Un roman historique se définit comme une œuvre fictive basée sur une toile de fond historique, mais où il est difficile pour le lecteur non familier du sujet de départager le vrai du faux.
Billy Wilder et moi débute par des faits véridiques, même si Jonathan Coe n’a jamais rencontré l’auteur de Sept Ans de réflexion (The Seven Year Itch). Après des années du succès à Hollywood – avec notamment deux films mettant en vedette Marilyn Monroe –, le réalisateur Billy Wilder (1906-2002) se rend à Munich pour y tourner ce qui sera son avant-dernier long métrage, Fédora (1978), dont l’intrigue autour d’une actrice vieillie et déchue s’apparente à son classique Boulevard du crépuscule (Sunset Boulevard, 1950). Peu avant son départ, une jeune Grecque, Calista Frangopoulos, s’introduit dans l’entourage du cinéaste. La partie centrale contient la trouvaille la plus originale de ce roman : deux longs passages totalisant une cinquantaine de pages sont rédigés comme la transcription d’un scénario ; le texte délaisse provisoirement la forme proprement romanesque pour emprunter le style scénaristique, avec des descriptions des actions et des images suivies de dialogues.

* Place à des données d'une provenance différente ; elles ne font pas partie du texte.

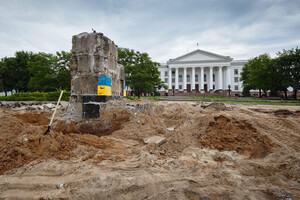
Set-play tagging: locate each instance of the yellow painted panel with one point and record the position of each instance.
(104, 90)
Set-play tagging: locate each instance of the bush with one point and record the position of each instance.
(246, 92)
(37, 96)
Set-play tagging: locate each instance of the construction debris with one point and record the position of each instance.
(180, 151)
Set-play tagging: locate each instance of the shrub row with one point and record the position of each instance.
(37, 96)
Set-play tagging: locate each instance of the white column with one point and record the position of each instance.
(184, 78)
(228, 78)
(210, 78)
(176, 79)
(220, 77)
(202, 79)
(193, 78)
(170, 79)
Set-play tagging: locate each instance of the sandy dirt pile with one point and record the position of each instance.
(206, 151)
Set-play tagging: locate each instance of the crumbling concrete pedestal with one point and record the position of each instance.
(93, 54)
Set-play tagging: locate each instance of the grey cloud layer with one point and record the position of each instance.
(164, 29)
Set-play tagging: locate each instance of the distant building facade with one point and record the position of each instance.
(201, 72)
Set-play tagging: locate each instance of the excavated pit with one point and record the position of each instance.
(209, 150)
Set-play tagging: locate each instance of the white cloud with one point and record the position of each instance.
(164, 29)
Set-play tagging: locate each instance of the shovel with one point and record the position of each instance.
(48, 129)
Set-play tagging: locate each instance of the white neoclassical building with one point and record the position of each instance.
(201, 72)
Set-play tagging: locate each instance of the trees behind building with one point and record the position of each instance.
(28, 71)
(273, 74)
(141, 73)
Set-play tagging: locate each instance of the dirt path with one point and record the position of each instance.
(212, 151)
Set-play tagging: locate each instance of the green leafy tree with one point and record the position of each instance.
(8, 71)
(256, 73)
(43, 73)
(289, 62)
(142, 74)
(22, 74)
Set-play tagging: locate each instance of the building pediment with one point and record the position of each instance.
(200, 56)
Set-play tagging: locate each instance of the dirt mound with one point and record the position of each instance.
(226, 134)
(33, 118)
(216, 106)
(22, 140)
(283, 112)
(21, 144)
(111, 120)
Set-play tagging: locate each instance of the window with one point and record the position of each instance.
(236, 71)
(180, 78)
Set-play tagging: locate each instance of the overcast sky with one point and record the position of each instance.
(165, 29)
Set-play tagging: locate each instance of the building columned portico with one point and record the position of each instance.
(201, 72)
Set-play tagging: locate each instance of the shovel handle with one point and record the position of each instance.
(55, 108)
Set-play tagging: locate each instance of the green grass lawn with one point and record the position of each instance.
(263, 103)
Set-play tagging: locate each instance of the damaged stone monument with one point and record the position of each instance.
(96, 75)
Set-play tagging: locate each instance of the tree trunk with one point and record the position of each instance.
(266, 95)
(285, 94)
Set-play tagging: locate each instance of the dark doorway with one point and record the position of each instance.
(197, 87)
(188, 87)
(205, 87)
(173, 90)
(122, 88)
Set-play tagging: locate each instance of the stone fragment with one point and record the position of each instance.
(172, 128)
(158, 140)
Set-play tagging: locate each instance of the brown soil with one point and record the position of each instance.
(229, 134)
(212, 151)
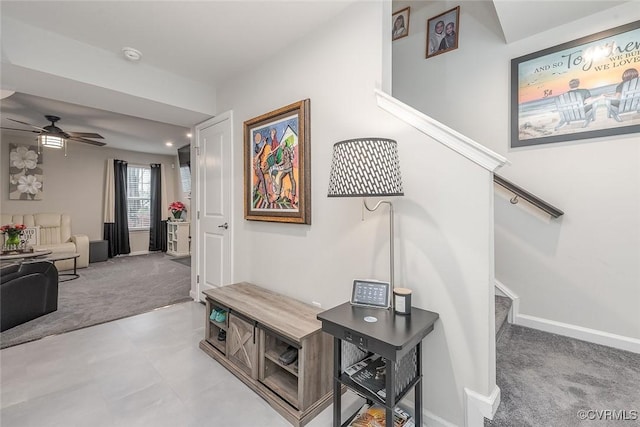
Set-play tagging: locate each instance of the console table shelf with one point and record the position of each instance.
(396, 338)
(260, 326)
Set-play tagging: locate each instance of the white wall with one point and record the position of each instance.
(584, 268)
(75, 185)
(443, 248)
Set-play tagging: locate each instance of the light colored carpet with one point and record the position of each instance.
(105, 291)
(546, 380)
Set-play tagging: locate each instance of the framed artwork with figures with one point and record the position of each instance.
(442, 32)
(400, 20)
(277, 165)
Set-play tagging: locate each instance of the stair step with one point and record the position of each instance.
(503, 305)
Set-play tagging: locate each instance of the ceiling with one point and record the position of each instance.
(208, 42)
(119, 130)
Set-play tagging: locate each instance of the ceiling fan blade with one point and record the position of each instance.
(21, 130)
(27, 124)
(85, 135)
(87, 141)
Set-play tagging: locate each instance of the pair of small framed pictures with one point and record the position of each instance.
(442, 30)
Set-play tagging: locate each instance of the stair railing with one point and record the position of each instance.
(529, 197)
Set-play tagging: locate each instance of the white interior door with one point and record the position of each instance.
(213, 217)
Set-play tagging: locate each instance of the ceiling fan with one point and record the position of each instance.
(53, 136)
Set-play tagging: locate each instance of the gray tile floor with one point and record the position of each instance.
(145, 370)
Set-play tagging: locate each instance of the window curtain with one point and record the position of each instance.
(158, 228)
(116, 223)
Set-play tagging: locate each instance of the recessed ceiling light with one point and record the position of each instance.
(131, 54)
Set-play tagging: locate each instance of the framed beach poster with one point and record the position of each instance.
(586, 88)
(277, 174)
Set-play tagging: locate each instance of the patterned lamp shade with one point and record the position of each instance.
(365, 167)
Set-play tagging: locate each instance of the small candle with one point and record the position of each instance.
(402, 300)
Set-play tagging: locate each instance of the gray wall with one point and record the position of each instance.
(582, 269)
(75, 184)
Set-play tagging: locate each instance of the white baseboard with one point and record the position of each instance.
(138, 253)
(480, 406)
(580, 333)
(566, 329)
(432, 420)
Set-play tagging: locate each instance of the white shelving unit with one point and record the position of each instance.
(178, 238)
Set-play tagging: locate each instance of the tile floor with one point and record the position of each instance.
(145, 370)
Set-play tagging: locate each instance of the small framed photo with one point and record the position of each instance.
(400, 24)
(442, 32)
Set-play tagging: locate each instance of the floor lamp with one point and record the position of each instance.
(368, 167)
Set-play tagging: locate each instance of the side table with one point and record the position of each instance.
(396, 338)
(64, 256)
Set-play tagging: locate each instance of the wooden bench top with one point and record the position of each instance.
(284, 315)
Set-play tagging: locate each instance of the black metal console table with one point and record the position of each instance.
(397, 338)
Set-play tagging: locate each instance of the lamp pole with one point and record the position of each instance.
(391, 248)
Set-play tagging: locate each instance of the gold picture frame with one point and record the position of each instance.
(277, 165)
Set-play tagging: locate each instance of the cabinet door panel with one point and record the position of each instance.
(242, 345)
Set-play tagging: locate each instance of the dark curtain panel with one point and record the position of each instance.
(119, 242)
(158, 227)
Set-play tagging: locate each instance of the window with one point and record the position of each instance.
(139, 197)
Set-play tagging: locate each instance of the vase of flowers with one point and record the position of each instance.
(176, 209)
(13, 232)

« BILLIE pénètre dans le bureau et EMERIC lève les yeux et lui sourit, sincèrement ravi de le voir.
EMERIC
Salut Billie, quoi de neuf ?
BILLIE
Pas grand-chose. Dis, est-ce qu’il y a du nouveau pour mon scénario sur l’ivrogne ? Il en pense quoi Gorrell ? »

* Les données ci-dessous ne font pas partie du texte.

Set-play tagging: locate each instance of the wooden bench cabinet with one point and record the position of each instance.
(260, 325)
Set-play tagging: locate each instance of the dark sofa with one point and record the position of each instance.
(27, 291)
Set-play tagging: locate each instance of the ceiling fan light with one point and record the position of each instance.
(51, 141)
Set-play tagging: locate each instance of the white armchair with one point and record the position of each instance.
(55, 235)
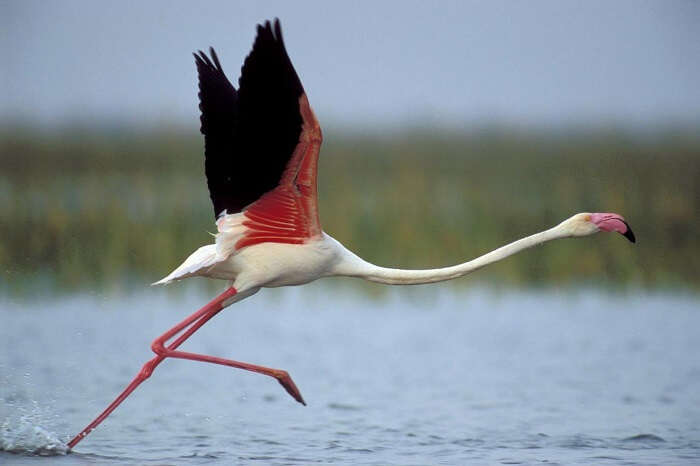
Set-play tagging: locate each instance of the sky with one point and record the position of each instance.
(364, 64)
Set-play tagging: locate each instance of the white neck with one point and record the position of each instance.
(351, 265)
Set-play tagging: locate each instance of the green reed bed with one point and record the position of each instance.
(90, 208)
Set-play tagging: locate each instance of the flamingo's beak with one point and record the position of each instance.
(613, 222)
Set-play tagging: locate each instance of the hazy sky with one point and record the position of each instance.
(362, 63)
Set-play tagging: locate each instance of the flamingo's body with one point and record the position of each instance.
(262, 144)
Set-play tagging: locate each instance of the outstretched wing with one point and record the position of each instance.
(261, 143)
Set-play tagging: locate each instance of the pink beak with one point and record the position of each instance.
(613, 222)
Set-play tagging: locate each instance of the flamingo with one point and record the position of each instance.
(261, 152)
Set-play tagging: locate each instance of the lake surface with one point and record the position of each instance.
(426, 375)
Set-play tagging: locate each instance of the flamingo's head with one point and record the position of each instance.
(588, 223)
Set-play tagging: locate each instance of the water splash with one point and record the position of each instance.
(23, 436)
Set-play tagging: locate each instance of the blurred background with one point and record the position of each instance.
(449, 129)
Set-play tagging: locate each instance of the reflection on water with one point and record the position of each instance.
(420, 375)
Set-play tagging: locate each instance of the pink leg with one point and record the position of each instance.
(195, 321)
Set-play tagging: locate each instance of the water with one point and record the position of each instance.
(424, 375)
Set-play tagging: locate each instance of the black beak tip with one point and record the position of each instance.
(629, 234)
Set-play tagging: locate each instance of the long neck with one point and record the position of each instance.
(351, 265)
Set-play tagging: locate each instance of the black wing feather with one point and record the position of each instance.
(249, 134)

Cette bifurcation stylistique alimente de nouveau la question de la délimitation (et de la cohabitation) des genres littéraires, déjà abordée ailleurs à propos de l’esthétique du scénario, à savoir : est-ce que le scénario, conçu pour guider le tournage d’un éventuel film, peut être considéré comme une véritable œuvre littéraire, avec ses qualités narratives, son style et sa littérarité ? Et en outre, si un scénario est reconnu comme une œuvre littéraire, peut-il encore et toujours constituer un matériau pour guider les acteurs et techniciens en vue d’un tournage ? Cette question revient à l’esprit au fil des pages, mais Jonathan Coe n’y répond pas.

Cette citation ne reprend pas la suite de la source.